Humor
by Karen Williams
A Town with Egg on Its Face
by Karen Williams - Oviedo Voice - Feb. 17, 2005

They lied to me. Those people that live around here lied to me.

When I came to Seminole County five years ago, intent on finding a home in Oviedo, people told me that Winter Springs was just as good—excellent schools, low crime, civic pride. I bought it hook-line-and-sinker, and I also bought a home in Winter Springs, utterly oblivious to the fact that Winter Springs is NOT up to speed with Oviedo—that it desperately lacks a key component: the chickens that roam near the Oviedo post office.

Being one to take people literally, I searched high and low for the Winter Springs chickens after I moved here. I patrolled Tuskawilla Road, Winter Springs Blvd., and 434, eager for a glimpse of a wing, a tail feather, or the faint echo of a cock-a-doodle-doo. Nothing. Oh sure, I saw egrets, herons, an owl or two, a bald eagle here and there. But what’s that to a girl who grew up in Indiana and misses the flora, fauna, and creatures of her homeland?

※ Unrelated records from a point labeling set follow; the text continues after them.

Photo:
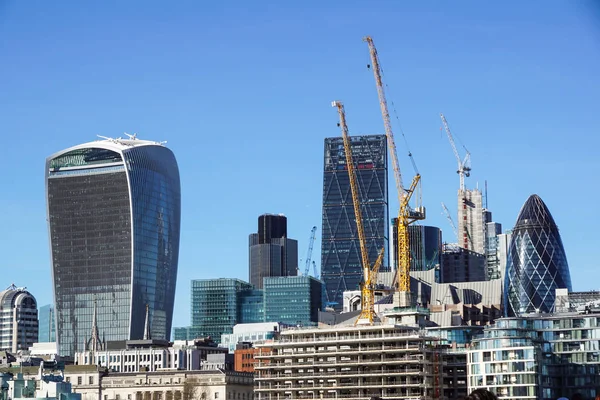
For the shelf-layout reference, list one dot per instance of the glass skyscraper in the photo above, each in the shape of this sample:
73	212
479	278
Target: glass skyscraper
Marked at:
113	217
537	264
271	253
216	306
47	324
341	267
294	300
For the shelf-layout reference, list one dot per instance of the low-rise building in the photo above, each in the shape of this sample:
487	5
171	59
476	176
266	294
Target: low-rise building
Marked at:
250	333
40	386
350	362
94	383
244	355
539	356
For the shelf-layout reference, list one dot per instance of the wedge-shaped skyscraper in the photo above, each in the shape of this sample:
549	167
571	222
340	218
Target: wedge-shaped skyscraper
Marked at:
537	264
113	218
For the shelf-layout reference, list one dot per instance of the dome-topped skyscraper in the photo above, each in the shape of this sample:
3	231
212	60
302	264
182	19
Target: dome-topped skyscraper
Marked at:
537	264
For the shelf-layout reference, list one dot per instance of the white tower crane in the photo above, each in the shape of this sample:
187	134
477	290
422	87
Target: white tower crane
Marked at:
464	165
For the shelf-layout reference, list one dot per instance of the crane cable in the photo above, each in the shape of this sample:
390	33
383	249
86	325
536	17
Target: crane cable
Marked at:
398	120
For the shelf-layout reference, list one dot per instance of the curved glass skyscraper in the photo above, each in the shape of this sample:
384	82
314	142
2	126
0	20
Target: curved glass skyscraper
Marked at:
537	264
113	217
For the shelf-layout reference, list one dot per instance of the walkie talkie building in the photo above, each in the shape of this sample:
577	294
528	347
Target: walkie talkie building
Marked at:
113	218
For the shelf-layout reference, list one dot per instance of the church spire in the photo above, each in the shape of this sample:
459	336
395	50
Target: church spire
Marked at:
147	324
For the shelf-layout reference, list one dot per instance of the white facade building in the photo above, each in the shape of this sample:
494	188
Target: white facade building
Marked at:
252	333
40	386
146	355
18	319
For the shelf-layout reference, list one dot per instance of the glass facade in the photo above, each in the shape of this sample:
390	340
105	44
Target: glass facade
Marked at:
272	253
252	306
114	219
538	356
18	319
537	264
216	306
294	300
47	324
341	267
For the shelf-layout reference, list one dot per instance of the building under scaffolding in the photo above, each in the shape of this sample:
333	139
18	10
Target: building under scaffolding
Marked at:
362	362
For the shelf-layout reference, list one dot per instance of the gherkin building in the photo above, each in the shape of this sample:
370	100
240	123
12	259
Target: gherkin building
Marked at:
537	264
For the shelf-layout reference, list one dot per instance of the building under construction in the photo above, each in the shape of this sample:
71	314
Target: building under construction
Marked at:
356	362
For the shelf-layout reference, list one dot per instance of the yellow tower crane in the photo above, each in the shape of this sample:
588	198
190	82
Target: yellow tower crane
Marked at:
367	314
406	215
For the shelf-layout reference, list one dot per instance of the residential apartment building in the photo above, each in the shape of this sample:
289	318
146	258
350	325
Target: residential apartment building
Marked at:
113	212
539	356
341	267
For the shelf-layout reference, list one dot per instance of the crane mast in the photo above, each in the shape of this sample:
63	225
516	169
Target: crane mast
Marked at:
386	116
464	167
367	314
311	243
406	215
450	220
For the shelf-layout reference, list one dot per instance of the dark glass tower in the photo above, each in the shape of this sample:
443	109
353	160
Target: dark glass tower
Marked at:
340	250
425	246
113	218
537	264
271	252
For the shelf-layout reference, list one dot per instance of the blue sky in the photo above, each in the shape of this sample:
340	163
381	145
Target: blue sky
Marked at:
242	90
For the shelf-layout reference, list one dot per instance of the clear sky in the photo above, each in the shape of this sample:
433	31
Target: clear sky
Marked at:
241	91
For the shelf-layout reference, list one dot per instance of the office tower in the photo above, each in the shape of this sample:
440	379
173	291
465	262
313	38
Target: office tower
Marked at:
272	253
113	218
425	244
461	265
294	300
18	319
470	221
341	266
47	324
537	264
215	306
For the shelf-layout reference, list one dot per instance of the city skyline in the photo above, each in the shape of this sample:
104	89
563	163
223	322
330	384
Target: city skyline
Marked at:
526	115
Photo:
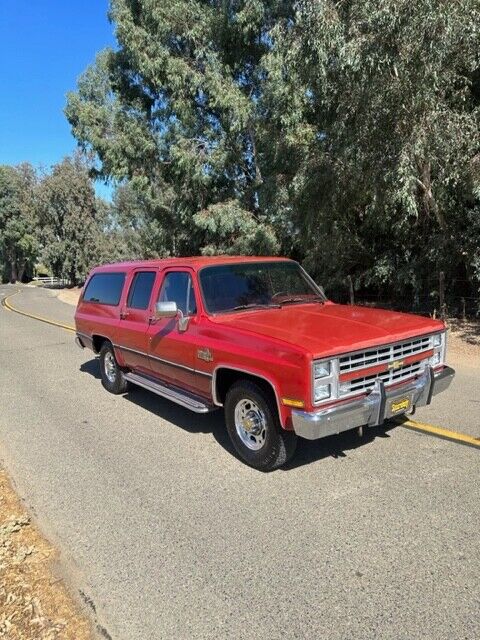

After years of bitter disappointment, I hereby implore the Winter Springs commission to invest in some roosters and hens to populate the new town center. As in Oviedo, the storeowners can throw grain to the birds. As in Oviedo, egg hunts will no longer be confined to Easter. As in Oviedo, if an officer stops us for driving erratically, we’ve got an excuse: chickens chasing each other and dodging in and out of traffic.

Well no, the Winter Springs birds won’t be able to strut their stuff outside a Popeyes Famous Fried Chicken and Biscuits, as the Oviedo chickens do with such bold irony. But the Winter Springs fountains will offer one heck of a birdbath.

I moved to this area fervently believing that there was a chicken in every pot and also a chicken (or two) in every downtown lot. Let’s give Winter Springs some local color in the form of a blue and tan rooster or two.